KAHN, RICHARD F. (Social Science)

1905-1989

British economist Richard Ferdinand Kahn, fellow of King’s College Cambridge (from 1930) and professor of economics at the University of Cambridge (from 1951), was John Maynard Keynes’s (1883-1946) favorite pupil and closest collaborator during the writing of Keynes’s General Theory (1936). Kahn became Keynes’s literary executor and remained the torchbearer of Keynesian theory and policy throughout his life (Pasinetti 1987). Kahn first graduated in 1927 in natural sciences, then switched to economics and was awarded first-class honors in the 1928 Economics Tripos (courses and examinations leading to the Cambridge B.A.). In the following year and a half, he wrote a dissertation on The Economics of the Short Period (1989), which secured him a fellowship at King’s College. Kahn’s dissertation remained unpublished for fifty years, but it contained the essentials of the economics of imperfect competition, which would be refined and extended by Joan Robinson (1903-1983) in her 1933 book, The Economics of Imperfect Competition, as well as the short-period method, which came to form the mold in which the General Theory was cast (Marcuzzo 1994).

Kahn is best known for his discovery of one of the ingredients of the Keynesian revolution, namely, the principle of the multiplier. By this is meant the relation between the increase in any component part of the exogenous aggregate expenditure and the increase in income and employment whenever there are idle resources in the economy, such as undercapacity utilization of plant and machinery and unemployment of labor. In its simple form, it can be stated as follows: if c is the fraction of any increase in income that individuals decide to consume, an increase of, say, $1 in expenditure will generate an increase in income equal to $1/ (1-c).


Kahn presented his result in the midst of the controversy over public investment as a means to fight unemployment; the idea was to show that an increase in public expenditure would be effective in increasing total employment, contrary to the view held at the time that it would simply "crowd out" private employment (Kahn 1931). Its main implication, which is central to Keynesian macroeconomics, is that it is the level of investment that determines savings and not the other way around, as pre-Keynesian economic theories had it.

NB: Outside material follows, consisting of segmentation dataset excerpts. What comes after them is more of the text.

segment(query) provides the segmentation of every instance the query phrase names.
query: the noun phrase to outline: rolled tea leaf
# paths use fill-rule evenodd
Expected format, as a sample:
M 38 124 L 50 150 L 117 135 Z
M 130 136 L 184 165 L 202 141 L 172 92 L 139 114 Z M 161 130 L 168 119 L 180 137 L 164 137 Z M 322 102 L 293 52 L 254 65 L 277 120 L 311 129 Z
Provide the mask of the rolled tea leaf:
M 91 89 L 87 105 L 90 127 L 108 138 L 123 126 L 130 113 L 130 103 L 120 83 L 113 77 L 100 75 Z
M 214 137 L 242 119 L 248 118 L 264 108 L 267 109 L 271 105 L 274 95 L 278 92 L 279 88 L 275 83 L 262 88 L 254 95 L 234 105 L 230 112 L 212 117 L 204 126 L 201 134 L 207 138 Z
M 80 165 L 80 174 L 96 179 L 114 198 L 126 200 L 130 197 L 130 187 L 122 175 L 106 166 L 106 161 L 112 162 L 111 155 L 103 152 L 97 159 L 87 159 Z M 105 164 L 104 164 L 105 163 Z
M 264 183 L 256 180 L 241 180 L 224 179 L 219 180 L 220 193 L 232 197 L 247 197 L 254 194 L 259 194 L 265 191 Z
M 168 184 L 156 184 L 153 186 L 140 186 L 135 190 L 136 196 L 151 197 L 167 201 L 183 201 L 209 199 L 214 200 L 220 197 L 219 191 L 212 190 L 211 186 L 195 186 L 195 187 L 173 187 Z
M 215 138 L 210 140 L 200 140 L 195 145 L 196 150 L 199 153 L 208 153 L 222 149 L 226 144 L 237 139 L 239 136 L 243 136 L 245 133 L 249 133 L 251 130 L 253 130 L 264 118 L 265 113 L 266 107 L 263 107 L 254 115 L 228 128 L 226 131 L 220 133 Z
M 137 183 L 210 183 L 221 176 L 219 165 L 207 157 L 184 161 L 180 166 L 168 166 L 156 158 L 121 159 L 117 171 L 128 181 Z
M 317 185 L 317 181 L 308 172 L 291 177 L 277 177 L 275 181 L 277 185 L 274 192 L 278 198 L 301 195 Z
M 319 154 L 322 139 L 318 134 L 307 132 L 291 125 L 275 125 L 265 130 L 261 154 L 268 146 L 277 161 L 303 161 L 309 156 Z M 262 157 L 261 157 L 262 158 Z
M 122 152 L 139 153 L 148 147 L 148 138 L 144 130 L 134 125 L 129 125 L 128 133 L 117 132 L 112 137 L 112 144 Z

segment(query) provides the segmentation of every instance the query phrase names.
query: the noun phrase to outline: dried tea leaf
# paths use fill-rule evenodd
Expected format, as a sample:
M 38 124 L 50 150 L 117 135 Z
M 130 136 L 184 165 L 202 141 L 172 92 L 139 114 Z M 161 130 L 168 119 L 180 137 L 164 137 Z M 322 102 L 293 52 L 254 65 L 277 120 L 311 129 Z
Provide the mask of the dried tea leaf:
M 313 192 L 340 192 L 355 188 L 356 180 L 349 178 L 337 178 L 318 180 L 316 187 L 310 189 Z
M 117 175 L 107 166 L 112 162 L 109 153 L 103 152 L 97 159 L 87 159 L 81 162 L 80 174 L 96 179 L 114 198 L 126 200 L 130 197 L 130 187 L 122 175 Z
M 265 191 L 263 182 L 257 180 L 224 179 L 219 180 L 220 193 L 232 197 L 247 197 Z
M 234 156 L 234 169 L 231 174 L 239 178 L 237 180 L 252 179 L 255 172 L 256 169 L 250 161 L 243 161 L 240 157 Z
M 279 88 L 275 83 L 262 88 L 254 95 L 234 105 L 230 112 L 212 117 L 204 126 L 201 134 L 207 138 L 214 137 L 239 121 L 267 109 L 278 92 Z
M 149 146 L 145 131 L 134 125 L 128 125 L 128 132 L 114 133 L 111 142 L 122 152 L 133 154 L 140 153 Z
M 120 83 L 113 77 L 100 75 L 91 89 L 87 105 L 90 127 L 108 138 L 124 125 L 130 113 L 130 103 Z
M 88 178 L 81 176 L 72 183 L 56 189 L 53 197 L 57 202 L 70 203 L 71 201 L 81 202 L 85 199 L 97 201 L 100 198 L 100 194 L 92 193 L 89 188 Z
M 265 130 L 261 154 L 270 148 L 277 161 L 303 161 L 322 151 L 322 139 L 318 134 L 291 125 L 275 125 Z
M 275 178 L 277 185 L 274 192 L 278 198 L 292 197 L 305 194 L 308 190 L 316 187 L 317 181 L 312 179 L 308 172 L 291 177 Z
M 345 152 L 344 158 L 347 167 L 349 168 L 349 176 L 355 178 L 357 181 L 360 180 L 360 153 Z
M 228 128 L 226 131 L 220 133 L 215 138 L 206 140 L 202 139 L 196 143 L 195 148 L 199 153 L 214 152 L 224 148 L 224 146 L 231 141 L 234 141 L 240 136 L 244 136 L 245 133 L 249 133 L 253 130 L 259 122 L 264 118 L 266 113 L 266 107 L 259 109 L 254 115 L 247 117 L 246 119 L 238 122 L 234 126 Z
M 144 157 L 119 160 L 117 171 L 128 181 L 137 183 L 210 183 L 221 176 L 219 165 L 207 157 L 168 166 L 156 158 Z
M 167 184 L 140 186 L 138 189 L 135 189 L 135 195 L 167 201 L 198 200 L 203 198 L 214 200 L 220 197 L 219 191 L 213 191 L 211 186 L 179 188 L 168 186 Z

Besides playing a leading role in the discussions that paved the way to the General Theory, Kahn contributed to extending and clarifying some of its concepts and tools of analysis. His evidence to the Radcliffe Committee on the Working of the Monetary System (Kahn 1959a, 1959b) and his work on the liquidity preference (Kahn 1954) are landmarks in the Keynesian view of monetary theory and policy (Dardi 1994). He also contributed to the understanding of the so-called wage-spiral, built into the process of wage negotiation, in causing inflation (Kahn 1976), and, last but not least, left his mark on the post-Keynesian theory of growth and income distribution (Kahn 1959c).